Data#

NeMo Gym datasets use JSONL format for reinforcement learning (RL) training. Each dataset connects to an agent server (orchestrates agent-environment interactions) which routes requests to a resources server (provides tools and computes rewards).

Prerequisites#

  • NeMo Gym installed: See Detailed Setup Guide

  • Repository cloned (for built-in datasets):

    git clone https://github.com/NVIDIA-NeMo/Gym.git
    cd Gym
    

Note

NeMo Gym uses OpenAI-compatible schemas for model server compatibility. No OpenAI account required—local servers like vLLM use the same format.

Data Format#

Each JSONL line requires a responses_create_params field following the OpenAI Responses API schema:

{"responses_create_params": {"input": [{"role": "user", "content": "What is 2+2?"}]}}

Additional fields like expected_answer vary by resources server—the component that provides tools and reward signals.

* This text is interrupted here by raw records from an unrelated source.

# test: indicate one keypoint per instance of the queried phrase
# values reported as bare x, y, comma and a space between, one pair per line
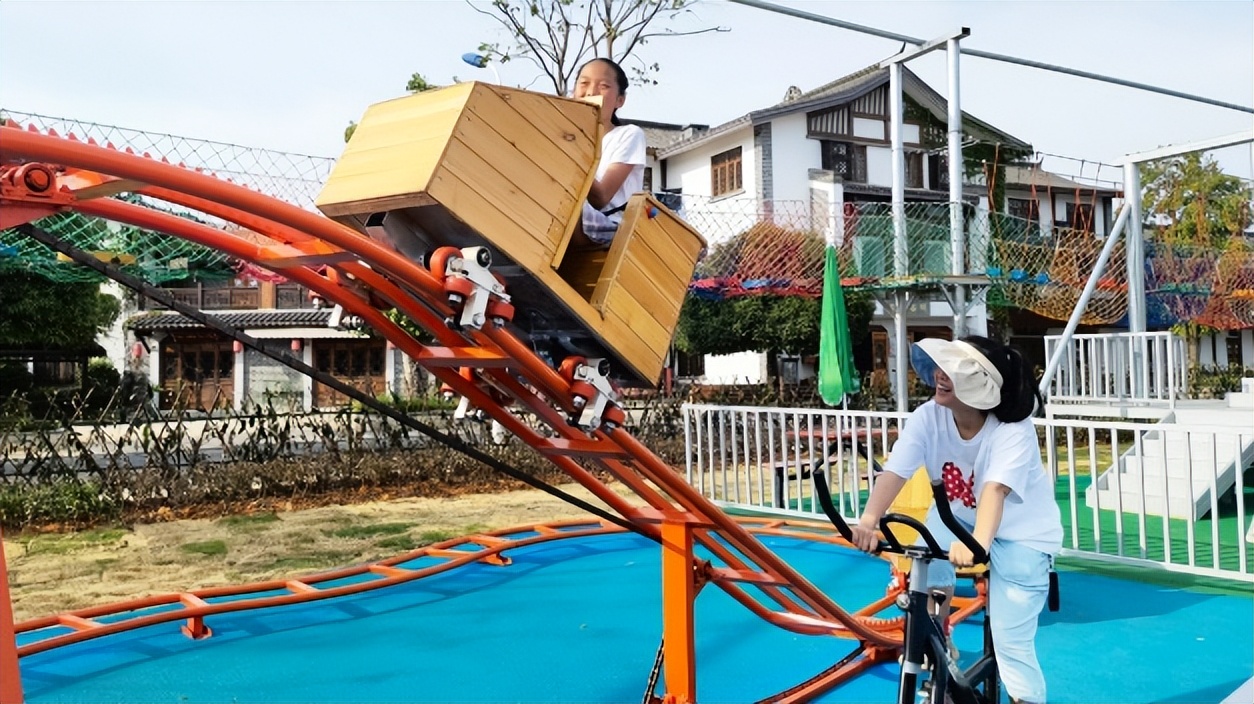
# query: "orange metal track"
366, 277
194, 606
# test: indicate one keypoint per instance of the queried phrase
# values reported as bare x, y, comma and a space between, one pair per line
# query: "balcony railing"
287, 296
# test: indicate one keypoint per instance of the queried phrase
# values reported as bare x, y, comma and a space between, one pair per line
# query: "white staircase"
1189, 457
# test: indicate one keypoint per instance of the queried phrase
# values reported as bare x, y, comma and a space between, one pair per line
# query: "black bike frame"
924, 633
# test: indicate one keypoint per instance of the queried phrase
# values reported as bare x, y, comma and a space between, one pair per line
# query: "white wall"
793, 156
879, 166
690, 171
740, 368
726, 216
115, 340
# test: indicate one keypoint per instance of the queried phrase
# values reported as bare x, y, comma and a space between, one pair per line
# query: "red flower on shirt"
958, 487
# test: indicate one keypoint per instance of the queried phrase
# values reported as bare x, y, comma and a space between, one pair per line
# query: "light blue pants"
598, 226
1018, 584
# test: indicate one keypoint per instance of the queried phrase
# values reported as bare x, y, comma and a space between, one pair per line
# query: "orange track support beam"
679, 629
10, 677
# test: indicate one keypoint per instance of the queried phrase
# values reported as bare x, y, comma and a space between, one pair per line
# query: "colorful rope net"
157, 257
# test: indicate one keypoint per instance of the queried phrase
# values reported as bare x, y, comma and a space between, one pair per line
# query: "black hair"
620, 78
1020, 394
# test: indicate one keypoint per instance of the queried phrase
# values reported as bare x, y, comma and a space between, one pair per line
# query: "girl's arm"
608, 185
887, 487
988, 517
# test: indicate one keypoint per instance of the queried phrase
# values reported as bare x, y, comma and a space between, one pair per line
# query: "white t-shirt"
1006, 453
622, 144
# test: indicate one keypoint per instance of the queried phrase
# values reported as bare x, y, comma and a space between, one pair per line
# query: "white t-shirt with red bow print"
1006, 453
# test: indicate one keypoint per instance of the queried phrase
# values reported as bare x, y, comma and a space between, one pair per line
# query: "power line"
894, 37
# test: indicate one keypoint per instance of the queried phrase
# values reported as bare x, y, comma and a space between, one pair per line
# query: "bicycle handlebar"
890, 544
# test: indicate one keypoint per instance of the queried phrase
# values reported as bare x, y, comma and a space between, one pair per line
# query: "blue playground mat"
579, 620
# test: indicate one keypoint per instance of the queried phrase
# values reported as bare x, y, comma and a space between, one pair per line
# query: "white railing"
1140, 368
1114, 502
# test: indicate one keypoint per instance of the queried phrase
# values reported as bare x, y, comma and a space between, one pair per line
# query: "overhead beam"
894, 37
1176, 149
926, 48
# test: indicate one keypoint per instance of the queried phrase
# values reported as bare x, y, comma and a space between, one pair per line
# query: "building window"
844, 160
725, 172
938, 172
914, 170
1025, 208
689, 365
1080, 217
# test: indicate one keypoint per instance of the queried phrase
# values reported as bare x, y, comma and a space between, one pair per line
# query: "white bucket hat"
976, 382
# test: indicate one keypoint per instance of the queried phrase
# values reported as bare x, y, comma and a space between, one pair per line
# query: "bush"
15, 379
69, 502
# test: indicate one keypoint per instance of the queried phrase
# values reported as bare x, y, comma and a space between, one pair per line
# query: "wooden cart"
478, 165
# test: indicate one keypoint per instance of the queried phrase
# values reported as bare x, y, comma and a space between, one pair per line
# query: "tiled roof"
843, 90
243, 320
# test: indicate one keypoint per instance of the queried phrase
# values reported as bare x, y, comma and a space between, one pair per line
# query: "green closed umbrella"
837, 373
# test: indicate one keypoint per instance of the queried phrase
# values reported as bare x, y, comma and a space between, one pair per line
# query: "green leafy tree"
769, 323
1189, 201
559, 35
40, 314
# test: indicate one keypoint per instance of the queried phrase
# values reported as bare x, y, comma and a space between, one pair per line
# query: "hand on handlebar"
864, 537
961, 555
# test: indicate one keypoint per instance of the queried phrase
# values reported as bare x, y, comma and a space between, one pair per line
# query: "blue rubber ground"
579, 621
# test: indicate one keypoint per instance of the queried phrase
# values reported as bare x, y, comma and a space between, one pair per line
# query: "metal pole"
1135, 249
900, 352
900, 250
957, 235
10, 673
991, 55
1077, 313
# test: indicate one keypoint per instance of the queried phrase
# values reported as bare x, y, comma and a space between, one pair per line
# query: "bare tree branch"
559, 35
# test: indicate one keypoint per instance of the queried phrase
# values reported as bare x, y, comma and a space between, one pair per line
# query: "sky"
290, 75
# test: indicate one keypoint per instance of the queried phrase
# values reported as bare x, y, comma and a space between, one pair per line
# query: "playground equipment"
924, 633
504, 172
469, 299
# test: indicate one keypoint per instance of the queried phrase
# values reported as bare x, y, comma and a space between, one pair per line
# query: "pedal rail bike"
927, 648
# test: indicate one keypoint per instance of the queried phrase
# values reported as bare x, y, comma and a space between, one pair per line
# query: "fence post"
10, 677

Source: nemo_gym/base_resources_server.py:35-36

Required Fields#

Field

Added By

Description

responses_create_params

User

Input to the model during training. Contains input (messages) and optional tools, temperature, etc.

agent_ref

ng_prepare_data

Routes each row to its resource server. Auto-generated during data preparation.

Optional Fields#

Field

Description

expected_answer

Ground truth for verification (task-specific).

question

Original question text (for reference).

id

Tracking identifier.

Tip

Check resources_servers/<name>/README.md for fields required by each resource server’s verify() method.

The agent_ref Field#

The agent_ref field maps each row to a specific resource server. A training dataset can blend multiple resource servers in a single file—agent_ref tells NeMo Gym which server handles each row.

{
  "responses_create_params": {"input": [{"role": "user", "content": "..."}]},
  "agent_ref": {"type": "responses_api_agents", "name": "math_with_judge_simple_agent"}
}

You don’t create agent_ref manually. The ng_prepare_data tool adds it automatically based on your config file. The tool matches the agent type (responses_api_agents) with the agent name from the config.

Example Data#

{"responses_create_params": {"input": [{"role": "user", "content": "What is 2+2?"}]}, "expected_answer": "4"}
{"responses_create_params": {"input": [{"role": "user", "content": "What is 3*5?"}]}, "expected_answer": "15"}
{"responses_create_params": {"input": [{"role": "user", "content": "What is 10/2?"}]}, "expected_answer": "5"}

Quick Start#

Run this command from the repository root:

config_paths="responses_api_models/vllm_model/configs/vllm_model_for_training.yaml,\
resources_servers/example_multi_step/configs/example_multi_step.yaml"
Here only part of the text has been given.